US Vice President JD Vance speaks during the Critical Minerals Ministerial at the State Department in Washington, DC, US, February 4, 2026. (Reuters)
US Vice President JD Vance speaks during the Critical Minerals Ministerial at the State Department in Washington, DC, US, February 4, 2026. (Reuters)

US Vice President JD Vance will visit Armenia and Azerbaijan this week to push a Washington-brokered peace agreement that could transform energy and trade routes in the strategic South Caucasus region.

His two-day trip to Armenia, which begins later on Monday, comes just six months after the Armenian and Azerbaijani leaders signed an agreement at the White House seen as the first step towards peace after nearly 40 years of war.

Vance, the first US vice president to visit Armenia, is seeking to advance the Trump Route for International Peace and Prosperity (TRIPP), a proposed 43-kilometre (27-mile) corridor that would run across southern Armenia and give Azerbaijan a direct route to its exclave ‌of Nakhchivan ‌and in turn to Türkiye, Baku's close ally.

"Vance's visit should ‌serve ⁠to reaffirm the ‌US's commitment to seeing the Trump Route through," said Joshua Kucera, a senior South Caucasus analyst at Crisis Group.

"In a region like the Caucasus, even a small amount of attention from the US can make a significant impact."

The Armenian government said on Monday that Vance would hold talks with Prime Minister Nikol Pashinyan and that both men would then make statements, without elaborating.

Vance will then visit Azerbaijan on Wednesday and Thursday, the White House has said.

Under the agreement signed last year, ⁠a private US firm, the TRIPP Development Company, has been granted exclusive rights to develop the proposed corridor, with Yerevan ‌retaining full sovereignty over its borders, customs, taxation and security.

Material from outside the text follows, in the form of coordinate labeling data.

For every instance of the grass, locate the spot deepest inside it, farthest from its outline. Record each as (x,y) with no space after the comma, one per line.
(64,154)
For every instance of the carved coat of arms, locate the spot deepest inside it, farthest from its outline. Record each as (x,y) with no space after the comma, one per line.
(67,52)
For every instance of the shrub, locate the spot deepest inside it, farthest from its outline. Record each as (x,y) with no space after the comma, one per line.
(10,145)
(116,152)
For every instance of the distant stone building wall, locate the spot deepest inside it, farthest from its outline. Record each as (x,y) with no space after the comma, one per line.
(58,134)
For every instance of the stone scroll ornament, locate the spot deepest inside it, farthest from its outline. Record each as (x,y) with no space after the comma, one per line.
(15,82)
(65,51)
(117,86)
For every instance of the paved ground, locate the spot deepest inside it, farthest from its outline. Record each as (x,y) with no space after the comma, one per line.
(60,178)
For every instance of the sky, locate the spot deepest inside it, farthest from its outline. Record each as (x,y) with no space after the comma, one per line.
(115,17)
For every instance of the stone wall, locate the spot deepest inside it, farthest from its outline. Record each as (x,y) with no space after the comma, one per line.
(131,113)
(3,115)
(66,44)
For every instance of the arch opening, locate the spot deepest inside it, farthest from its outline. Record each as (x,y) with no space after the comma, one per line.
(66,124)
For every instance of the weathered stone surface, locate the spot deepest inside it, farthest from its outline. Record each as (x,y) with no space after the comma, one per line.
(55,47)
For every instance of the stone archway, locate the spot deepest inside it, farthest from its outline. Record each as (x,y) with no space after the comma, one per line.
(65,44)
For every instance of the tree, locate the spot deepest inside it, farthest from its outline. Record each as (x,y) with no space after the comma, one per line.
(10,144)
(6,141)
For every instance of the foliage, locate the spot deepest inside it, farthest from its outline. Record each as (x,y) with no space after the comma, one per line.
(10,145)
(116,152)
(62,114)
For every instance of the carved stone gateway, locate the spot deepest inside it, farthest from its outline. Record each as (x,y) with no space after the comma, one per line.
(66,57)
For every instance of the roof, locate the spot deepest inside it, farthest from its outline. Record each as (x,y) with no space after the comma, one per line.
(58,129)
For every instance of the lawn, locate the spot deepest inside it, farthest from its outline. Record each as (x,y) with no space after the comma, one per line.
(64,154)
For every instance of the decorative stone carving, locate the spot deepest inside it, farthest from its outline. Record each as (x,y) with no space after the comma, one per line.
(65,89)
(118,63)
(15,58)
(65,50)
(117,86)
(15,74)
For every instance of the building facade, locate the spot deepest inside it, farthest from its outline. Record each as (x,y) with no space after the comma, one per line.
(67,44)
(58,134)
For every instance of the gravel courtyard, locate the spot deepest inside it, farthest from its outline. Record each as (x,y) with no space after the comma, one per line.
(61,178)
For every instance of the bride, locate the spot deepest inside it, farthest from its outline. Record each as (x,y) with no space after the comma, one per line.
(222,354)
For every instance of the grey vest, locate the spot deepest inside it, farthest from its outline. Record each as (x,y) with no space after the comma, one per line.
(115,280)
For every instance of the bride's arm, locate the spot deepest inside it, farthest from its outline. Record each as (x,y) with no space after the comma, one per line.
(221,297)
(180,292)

The ‍route would better connect Asia to Europe ‍while - crucially for Washington - bypassing Russia and Iran at a time when Western countries are ‍keen on diversifying energy and trade routes away from Russia due to its war in Ukraine.

Russia has traditionally viewed the South Caucasus as part of its sphere of influence but has seen its clout there diminish as it is distracted by the war in Ukraine.

Securing US access to supplies of critical minerals is also likely to be a key focus of Vance's visit.

TRIPP could prove a key transit corridor for the vast mineral wealth of ⁠Central Asia - including uranium, copper, gold and rare earths - to Western markets.

CLOSED BORDERS, BITTER RIVALS

In Soviet times the South Caucasus was criss-crossed by railways and oil pipelines until a series of wars beginning in the 1980s disrupted energy routes and shuttered the border between Armenia and Türkiye, Azerbaijan's key regional ally.

Armenia and Azerbaijan were locked in bitter conflict for nearly four decades, primarily over the mountainous region of Nagorno-Karabakh, an internationally recognized part of Azerbaijan that broke away from Baku's control as the Soviet Union fell apart in 1991.

Azerbaijan and Armenia fought two wars over Karabakh before Baku finally took it back in 2023. Karabakh's entire ethnic Armenian population of around 100,000 people fled to Armenia. The two neighbors have made progress in recent months on normalizing relations, including restarting ‌some energy shipments.

But major hurdles remain to full and lasting peace, including a demand by Azerbaijan that Armenia change its constitution to remove what Baku says contains implicit claims on Azerbaijani territory.